Over 70 small business owners from across Prince George’s County filled the County Council’s hearing room for a town hall focused on strengthening local procurement on March 7. With most of the County Council members in attendance, some of the other notable attendees included local business owner LaTasha Ward, construction photographer Denise Roberts, lobbyist Addison Pruitt and union leader Anthony Lee Wright. After the town hall, Council Vice Chair Wala Blegay (D) announced a bill that would give the right of first award to County businesses for procurements at $150,000 or less.
During the town hall, State’s Attorney Braveboy (D) pointed out that local businesses are part of the solution especially by hiring returning citizens and victims of crimes.
Council Chair Tom Dernoga (D) gave introductory remarks about past constituent concerns regarding procurement issues, and passed the mic to Vice Chair Blegay, who noted the specific hurdles and frustrations of local business owners.
Blegay added that the town hall was in order to hear the entrepreneurs’ concerns so they can be better addressed. “We are not meeting our goals when it comes to minority businesses,” said Blegay. “Only 6% of the school construction public-private partnership are local minority businesses.”
Jonathan Butler, the director of the Office of Central Services (OCS), gave a briefing on his office’s role. This 250-person service delivery agency deals in procurement, facility and inventory management, and spurs local development. Following a disparity study, a bill passed by At-Large Council member Mel Franklin (D) provided bond authority at 40-70% of project value, rather than the traditional 100%. In 2019, an online certification and compliance system (CCS) was implemented and reduced wait times in applying by 66%. In 2021, the OCS launched The Green Book, a platform exclusive to small and minority businesses that details millions of dollars worth of potential contracts, and a mentor-protege project.

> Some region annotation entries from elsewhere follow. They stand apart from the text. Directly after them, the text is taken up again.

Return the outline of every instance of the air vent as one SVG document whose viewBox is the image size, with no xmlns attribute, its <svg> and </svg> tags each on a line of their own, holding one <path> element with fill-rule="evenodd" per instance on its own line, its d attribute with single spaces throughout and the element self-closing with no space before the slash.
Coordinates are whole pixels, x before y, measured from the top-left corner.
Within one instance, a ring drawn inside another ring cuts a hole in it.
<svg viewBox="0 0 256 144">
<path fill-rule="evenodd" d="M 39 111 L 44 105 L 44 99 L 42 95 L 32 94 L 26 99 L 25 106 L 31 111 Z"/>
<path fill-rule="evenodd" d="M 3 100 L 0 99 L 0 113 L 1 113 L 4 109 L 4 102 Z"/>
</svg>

Dr. Stephanie McMillan, who runs a balloon company in the County, wants to see the process streamlined. Instead of having to contact each agency’s events department, she sought to have a vendor’s meeting but was unable to. McMillan asked, “How can I get to the people who can tell me where to go?”
Butler recommended she work with the Office of Central Services and to reach out to the supply schedule.
LaTasha Ward, a 17-year business owner, missed the Supply Schedule during her recent campaign for office. “The issue that I experienced with the supply schedule, I don’t have my GSA supply number yet. It can take four to six months.”
The County exceeded all minority procurement goals in 2022, but several business owners and council members sought to go above the minimum required by law.
“My goal is to work with Council to put in practical legislation to help our minority businesses. We need procurement laws that meet the needs of those we serve,” said Council member At-Large Calvin Hawkins (D) in an interview.
“It’s important that we make it easier for our small, minority county businesses to do work with the County government. That really is the goal. There are so many roadblocks and barriers that really prevent our own businesses from thriving in our community,” , said Council member Ed Burroughs. “ I hear from business owners all the time that they are more successful outside the county than at home. It’s my hope that specific to minority construction businesses, that we do better work with our labor unions. We want our small businesses to do well and we want their employees to do well. Good pay, retirement, protection from wage theft, it can be a win-win.”